¿Trastornos alimentarios infantiles?
España es el cuarto país de la Unión Europea con mayor número de niños con problemas de sobrepeso, presentando un cuadro de obesidad en un 16,1% entre menores de 6 a 12 años de edad. La mayoría de estos trastornos empiezan en la adolescencia, mientras que el 70% comienza entre los 11-20 años y el 10% en niños menores de los 10 años de edad. Parece que aumenta progresivamente el número de consultas por trastornos alimentarios en niños de entre 3 y 9 años.
Diversos factores convierten a los niños en blanco fácil de los trastornos alimentarios, que son una manifestación de trastornos emocionales que se van arrastrando en el tiempo sin resolver. Entre ellos podemos imaginar algunos: presión escolar, pocas horas de contacto familiar, desatención,...
Viendo la relación que mantienen los adultos con la comida, es verosímil pensar que influimos mucho, para bien y para mal, en cómo nuestros hijos convierten una necesidad básica en un modo de manipulación, de expresión de su dolor emocional o de control de la realidad.
En primer lugar hemos de tener claro que alimentarse es desde el comienzo una necesidad vital básica, que cubrimos para sobrevivir. Cuando ese acto es placentero, se produce en un entorno cálido y junto a personas que nos quieren, lo vivimos con serenidad. Poco a poco vamos aprendiendo, empapándonos de ese acto social que supone compartir la mesa con otros, tan propio de nuestra cultura mediterránea. A todos nos suenan las largas sobremesas, que terminan dos o tres horas después del postre.
Pero los niños tardan bastante tiempo en vivirlo de este modo. Es común ver, en las reuniones familiares, a los adultos comiendo y a los niños acabando lo del plato en 10 minutos y yendo a jugar. Esto es normal, y aunque cada familia tiene sus normas, tenerlo presente ahorra muchos conflictos.
También es necesario que entendamos que los niños saben, desde que nacen, cuando están llenos. Solemos estimar al alza su apetito, y acabamos empeñándonos en que coman tres cucharadas más de puré o medio filete de pollo extra. Es más, en muchos casos rechazan alimentos que no les sientan bien, aunque ellos no sepan expresarlo con estas palabras.

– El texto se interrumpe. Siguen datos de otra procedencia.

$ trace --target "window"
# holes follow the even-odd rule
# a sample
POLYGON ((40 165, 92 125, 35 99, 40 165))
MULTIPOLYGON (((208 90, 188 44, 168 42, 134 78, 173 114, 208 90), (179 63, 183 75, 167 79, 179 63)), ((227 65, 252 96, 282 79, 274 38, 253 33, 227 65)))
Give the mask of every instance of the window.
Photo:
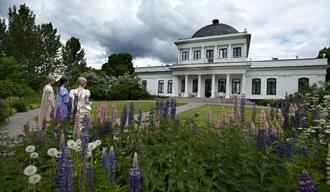
POLYGON ((239 79, 233 79, 232 80, 232 94, 240 94, 240 89, 241 89, 241 80, 239 79))
POLYGON ((267 95, 276 95, 276 79, 267 79, 267 95))
POLYGON ((189 60, 189 51, 182 51, 182 61, 189 60))
POLYGON ((197 93, 197 91, 198 91, 198 79, 194 79, 193 80, 193 90, 192 90, 192 92, 197 93))
POLYGON ((213 59, 213 50, 206 50, 206 58, 213 59))
POLYGON ((147 90, 147 80, 142 81, 142 89, 147 90))
POLYGON ((201 51, 200 50, 194 51, 194 60, 198 60, 200 58, 201 58, 201 51))
POLYGON ((167 93, 172 93, 172 87, 173 87, 173 81, 168 80, 167 81, 167 93))
POLYGON ((227 48, 219 49, 219 58, 227 58, 227 48))
POLYGON ((304 78, 299 78, 298 79, 298 92, 304 92, 306 88, 309 86, 309 79, 304 77, 304 78))
POLYGON ((158 93, 164 93, 164 81, 163 80, 158 81, 158 93))
POLYGON ((241 47, 234 47, 233 49, 233 57, 242 57, 242 48, 241 47))
POLYGON ((259 78, 252 79, 252 94, 260 95, 261 80, 259 78))
POLYGON ((226 92, 226 79, 218 80, 218 92, 225 93, 226 92))
POLYGON ((185 86, 186 86, 186 80, 182 79, 181 80, 181 93, 184 93, 185 88, 186 88, 185 86))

Tal como nos ocurre a los mayores los niños prueban cosas y deciden qué les gusta más y qué les gusta menos: respetemos que no les apetezca tomar melón, brócoli o merluza. Tenemos tal variedad de alimentos a nuestro alcance que prescindir de algunos no causará deficiencias en su organismo.
La relación de los adultos con la comidaestá marcada por experiencias de la infancia, las emociones no expresadas, los conflictos no resueltos. Usamos la comida como un modo de calmar la ansiedad o el aburrimiento, nos han repetido hasta la saciedad que "hay que comer de todo", hacemos dieta una semana y a la semana siguiente no aguantamos más y asaltamos la nevera. Así que vamos reproduciendo esas conductas cuando acompañamos a los niños en su alimentación: los obligamos, los chantajeamos, los premiamos si acaban el plato, los castigamos, los censuramos porque esto o aquello engorda, los comparamos con lo bien que comen otros niños, damos mucha importancia a lo que comen y dejan de comer... ¿Qué relación van a tener entonces con la comida y qué va a significar para ellos alimentarse?
Si estamos un poco atentos nos darán pistas sobre cómo se sienten y por qué unos días comen tanto -están creciendo, se pasaron el mañana en la calle jugando, lo que hay en la mesa les encanta- y otros tan poco -están cansados, tristes, es una etapa de crecimiento lento, no les gusta lo que tienen en el plato-.
Como otros aprendizajes en la vida, somos modelos para ellos. No les pidamos lo que no ven en nosotros. Hagamos del momento de comer un tiempo de comunicación y disfrute. Seamos creativos y flexibles. Respetemos su biología y sus necesidades.